Reputation: 984
I need to check if the string distance (Measure the minimal number of changes - character removal, addition, and transposition) between two strings in python is greater than 1.
I can implement it on my own, but I bet there are existing packages that would save me from implementing that on my own. I wasn't able to find any such package I could identify as commonly used. Are there any?
Upvotes: 6
Views: 4718
Reputation: 69
Yes. strsimpy can be used. Check out here - https://pypi.org/project/strsimpy/ I hope this is what you are looking for. Here is a usage example:
from strsimpy.levenshtein import Levenshtein
levenshtein = Levenshtein()
levenshtein.distance('1234', '123') # 1 (deletion/insertion)
levenshtein.distance('1234', '12345') # 1 (deletion/insertion)
levenshtein.distance('1234', '1235') # 1 (substitution)
levenshtein.distance('1234', '1324') # 2 (substitutions)

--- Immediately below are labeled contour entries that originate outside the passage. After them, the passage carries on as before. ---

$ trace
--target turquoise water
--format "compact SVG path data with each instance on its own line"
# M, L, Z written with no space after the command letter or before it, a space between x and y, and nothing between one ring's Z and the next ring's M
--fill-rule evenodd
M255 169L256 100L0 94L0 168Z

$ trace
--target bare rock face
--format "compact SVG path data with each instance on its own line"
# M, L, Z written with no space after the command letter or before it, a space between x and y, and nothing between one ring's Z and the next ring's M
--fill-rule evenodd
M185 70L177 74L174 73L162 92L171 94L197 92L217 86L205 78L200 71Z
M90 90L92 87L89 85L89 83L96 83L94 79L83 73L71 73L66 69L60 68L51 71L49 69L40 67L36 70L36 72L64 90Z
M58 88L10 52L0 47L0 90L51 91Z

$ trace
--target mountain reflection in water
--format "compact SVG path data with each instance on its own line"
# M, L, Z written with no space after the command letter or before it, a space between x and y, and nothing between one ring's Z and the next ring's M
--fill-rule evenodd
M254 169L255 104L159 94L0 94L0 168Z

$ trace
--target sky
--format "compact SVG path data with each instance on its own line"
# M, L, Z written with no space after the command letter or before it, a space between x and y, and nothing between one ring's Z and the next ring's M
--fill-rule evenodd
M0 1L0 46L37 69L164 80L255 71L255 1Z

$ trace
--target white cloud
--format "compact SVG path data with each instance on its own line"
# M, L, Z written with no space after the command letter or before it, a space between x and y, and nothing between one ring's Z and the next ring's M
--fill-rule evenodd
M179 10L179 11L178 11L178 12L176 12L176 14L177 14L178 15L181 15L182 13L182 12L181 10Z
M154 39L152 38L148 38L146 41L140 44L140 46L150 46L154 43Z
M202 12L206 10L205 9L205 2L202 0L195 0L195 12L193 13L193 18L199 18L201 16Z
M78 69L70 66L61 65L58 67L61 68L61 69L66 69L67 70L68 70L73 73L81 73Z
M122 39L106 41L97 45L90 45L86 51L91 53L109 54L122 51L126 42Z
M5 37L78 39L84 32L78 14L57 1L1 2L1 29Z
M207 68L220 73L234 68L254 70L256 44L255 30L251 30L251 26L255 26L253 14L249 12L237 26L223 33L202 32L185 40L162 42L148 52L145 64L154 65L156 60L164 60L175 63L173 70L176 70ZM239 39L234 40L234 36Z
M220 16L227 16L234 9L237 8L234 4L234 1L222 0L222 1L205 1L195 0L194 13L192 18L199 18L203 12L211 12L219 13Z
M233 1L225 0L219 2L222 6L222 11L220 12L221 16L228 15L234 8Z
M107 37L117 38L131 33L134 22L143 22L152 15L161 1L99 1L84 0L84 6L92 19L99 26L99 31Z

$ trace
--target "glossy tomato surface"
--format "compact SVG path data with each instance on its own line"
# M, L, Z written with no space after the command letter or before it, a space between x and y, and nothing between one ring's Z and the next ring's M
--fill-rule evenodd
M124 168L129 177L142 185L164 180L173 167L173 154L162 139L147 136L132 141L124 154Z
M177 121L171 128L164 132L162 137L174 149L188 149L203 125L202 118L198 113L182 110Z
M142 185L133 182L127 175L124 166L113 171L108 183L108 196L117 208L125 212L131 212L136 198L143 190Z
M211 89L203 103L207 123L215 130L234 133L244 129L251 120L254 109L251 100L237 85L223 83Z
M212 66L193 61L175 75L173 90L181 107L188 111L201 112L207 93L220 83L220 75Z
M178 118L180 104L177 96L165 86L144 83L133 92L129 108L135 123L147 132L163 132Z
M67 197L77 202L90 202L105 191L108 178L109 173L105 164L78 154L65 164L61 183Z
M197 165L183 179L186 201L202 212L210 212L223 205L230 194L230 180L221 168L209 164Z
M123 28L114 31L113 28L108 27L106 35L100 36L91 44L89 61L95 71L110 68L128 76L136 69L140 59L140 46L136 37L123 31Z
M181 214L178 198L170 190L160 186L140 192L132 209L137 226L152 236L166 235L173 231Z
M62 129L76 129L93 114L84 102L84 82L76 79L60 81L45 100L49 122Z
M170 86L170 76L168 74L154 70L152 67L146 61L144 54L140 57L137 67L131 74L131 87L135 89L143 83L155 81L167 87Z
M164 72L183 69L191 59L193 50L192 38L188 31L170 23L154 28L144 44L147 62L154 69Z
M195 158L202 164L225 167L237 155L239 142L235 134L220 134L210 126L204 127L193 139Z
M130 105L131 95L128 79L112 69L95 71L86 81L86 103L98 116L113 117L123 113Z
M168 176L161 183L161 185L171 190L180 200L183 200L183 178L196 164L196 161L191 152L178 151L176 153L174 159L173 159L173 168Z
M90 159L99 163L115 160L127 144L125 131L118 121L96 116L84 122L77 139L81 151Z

levenshtein.distance('1234', 'ABCD') # 4 (substitutions)
There are a lot of other metrics available.
Upvotes: 2
Reputation: 255
There is a NLTK package which you can use, it uses the Levenshtein edit-distance which should be what you're looking for.
Example:
import nltk
s1 = "abc"
s2 = "ebcd"
nltk.edit_distance(s1, s2) # output: 2
Reference: https://tedboy.github.io/nlps/generated/generated/nltk.edit_distance.html
Upvotes: 8
Reputation: 2847
There are many implementations of the corresponding algorithm you need: the following belongs to a well documented library called NLTK.
https://www.nltk.org/_modules/nltk/metrics/distance.html
Upvotes: 1